At the K-12 level, Morath gave a similar forecast of the future but spoke with a measure of caution about the value of computer learning for every student.
“One thing we have proven during COVID is that kids can learn anywhere, anytime, as long as we have the right supports in place for that to happen,” Morath said.
“I think that there is a bright future for hybrid instruction and there is a limited future for [full] remote instruction, but it’s clear that kids will benefit from both of those things. The majority of kids need on-campus instruction, especially younger students, really five days a week.”
Morath also expressed confidence in the safety of schools for students.
“School as a congregant setting… is quite possibly the safest congregant setting that has existed during the pandemic. Fauci noted that kids are safer in school than in the community at large. And the data has borne that out.”
Aided by relief money, the TEA set aside its regular method of distributing money this year to keep schools funded. More specifically, the state did not lower the funding of school districts despite a historic drop in enrollment that would have normally resulted in budget cuts since average daily attendance (ADA) weighs heavily on determining how much money a school receives.
Rep.
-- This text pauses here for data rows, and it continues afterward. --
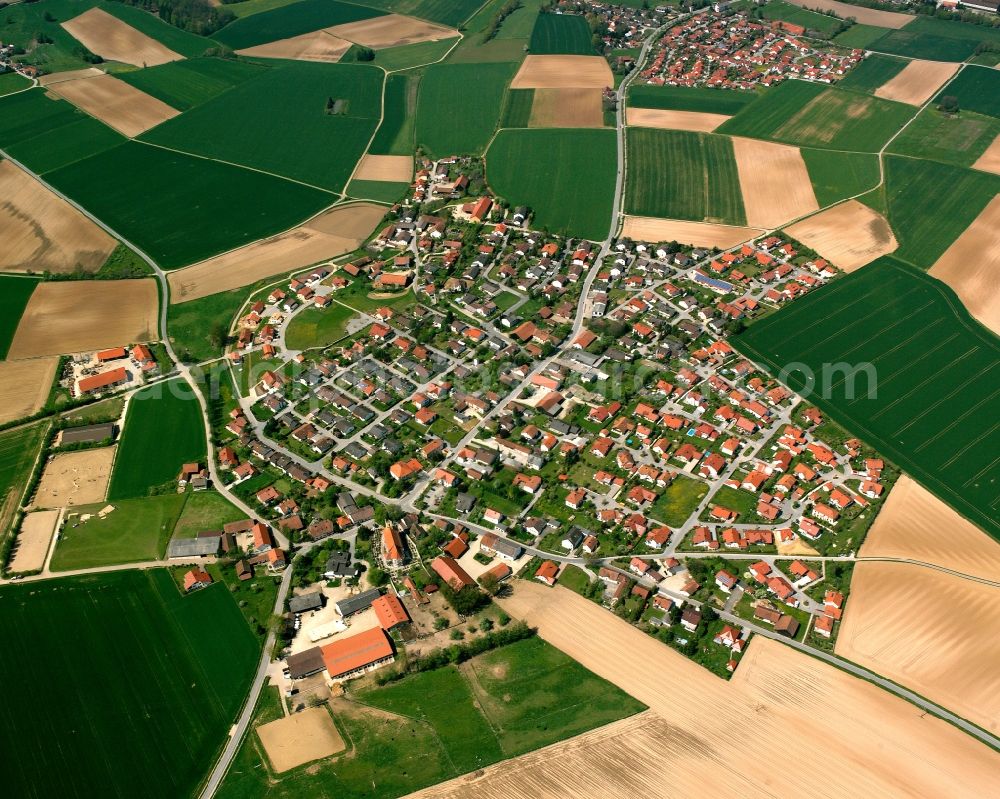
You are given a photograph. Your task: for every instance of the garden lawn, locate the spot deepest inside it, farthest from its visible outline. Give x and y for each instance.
(163, 430)
(295, 137)
(181, 209)
(566, 177)
(683, 175)
(141, 683)
(137, 530)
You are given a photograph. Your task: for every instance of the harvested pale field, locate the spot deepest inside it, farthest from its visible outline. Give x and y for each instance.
(563, 72)
(41, 231)
(80, 316)
(916, 525)
(774, 181)
(989, 161)
(315, 46)
(932, 632)
(697, 234)
(332, 233)
(391, 30)
(111, 38)
(75, 478)
(300, 738)
(971, 266)
(567, 108)
(674, 120)
(778, 693)
(918, 81)
(397, 168)
(33, 541)
(120, 105)
(848, 235)
(864, 16)
(24, 386)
Steve Allison (R-San Antonio) asked Morath if this “hold harmless” policy — keeping schools at the funding they enjoyed when more students were enrolled — meant that schools lacked a concrete reason to regain missing students. Morath acknowledged that the state’s regular funding strategy is meant to spur schools to get kids in the classroom, but said schools continue to seek missing students even without monetary motivation.
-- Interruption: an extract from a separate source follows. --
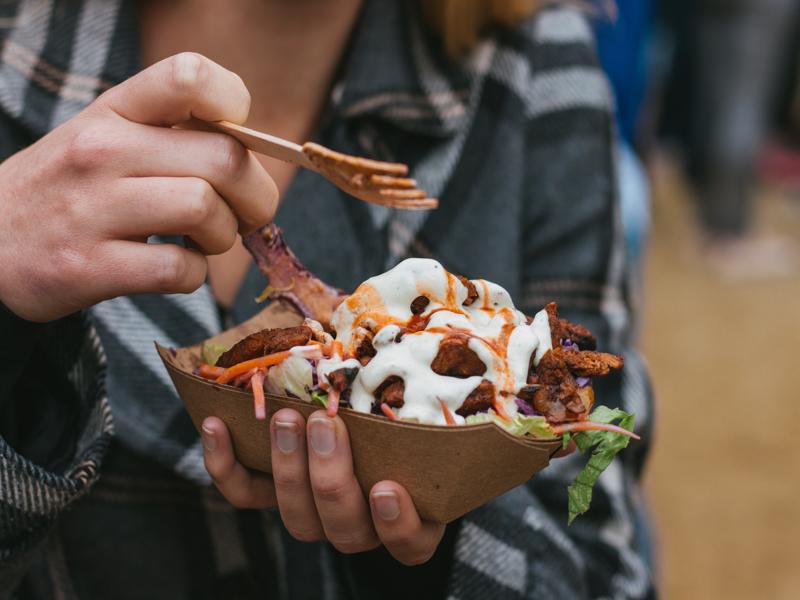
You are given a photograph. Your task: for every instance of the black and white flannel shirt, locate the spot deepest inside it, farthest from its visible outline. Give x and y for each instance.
(517, 142)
“From a policy perspective, the school finance system of the state of Texas is designed to encourage districts to get kids present daily,” Morath said.
“That being said, the evidence that I have from educators around the state is that the overwhelming majority of school systems are being very aggressive at trying to find all of both their disengaged students and missing students.”
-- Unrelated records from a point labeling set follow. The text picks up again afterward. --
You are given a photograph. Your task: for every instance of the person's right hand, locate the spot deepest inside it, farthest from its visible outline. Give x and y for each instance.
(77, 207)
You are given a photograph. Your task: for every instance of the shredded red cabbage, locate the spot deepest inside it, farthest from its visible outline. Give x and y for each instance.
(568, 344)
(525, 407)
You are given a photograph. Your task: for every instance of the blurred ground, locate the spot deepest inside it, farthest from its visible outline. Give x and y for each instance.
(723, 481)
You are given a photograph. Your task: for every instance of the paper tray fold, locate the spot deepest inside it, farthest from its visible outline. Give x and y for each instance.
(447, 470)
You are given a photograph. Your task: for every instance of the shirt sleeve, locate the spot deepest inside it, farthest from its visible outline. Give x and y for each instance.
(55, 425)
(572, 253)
Morath said that the TEA was “actively deliberating” how the hold harmless funding will be extended to the second semester but could not commit to a specific time to give details at the time. He did note that his office can always “invent ADA” to keep schools at the same level of state funding.
“Y’all have granted the commissioner in statute the authority to invent ADA,” he reminded the committee.
“In an emergency, we can just sort of fictionally create student attendance, and once the student attendance, that then creates the entitlement for the district to get those funds, so I hope to be able to act on that authority soon once I finalize our decision-making process.”
Just today, Governor Greg Abbott’s office eliminated all doubt about the hold harmless policy for this semester and announced that funding would continue at current rates for the rest of the 2020-2021 school year.
“The State of Texas will provide a ‘hold harmless’ to Texas school systems for the rest of the 2020-2021 academic school year only. This means funding will be made available to school systems in Texas that have seen enrollment and attendance declines because of the COVID-19 pandemic, as long as they maintain or increase current levels of on-campus attendance. Districts will be funded on attendance in line with projections made prior to the public health crisis,” the announcement reads.
“This will ensure that school systems in Texas can retain their teachers for the 2020-21 school year for whom they originally budgeted. This final semester of hold harmless means districts have been held harmless for three consecutive semesters — Spring Semester of the 2019-20 academic year and the entirety of the 2020-21 academic year.”
For the current semester, the state will not cut funding as long as on-campus attendance participation rates do not decline or at least remain above 80 percent.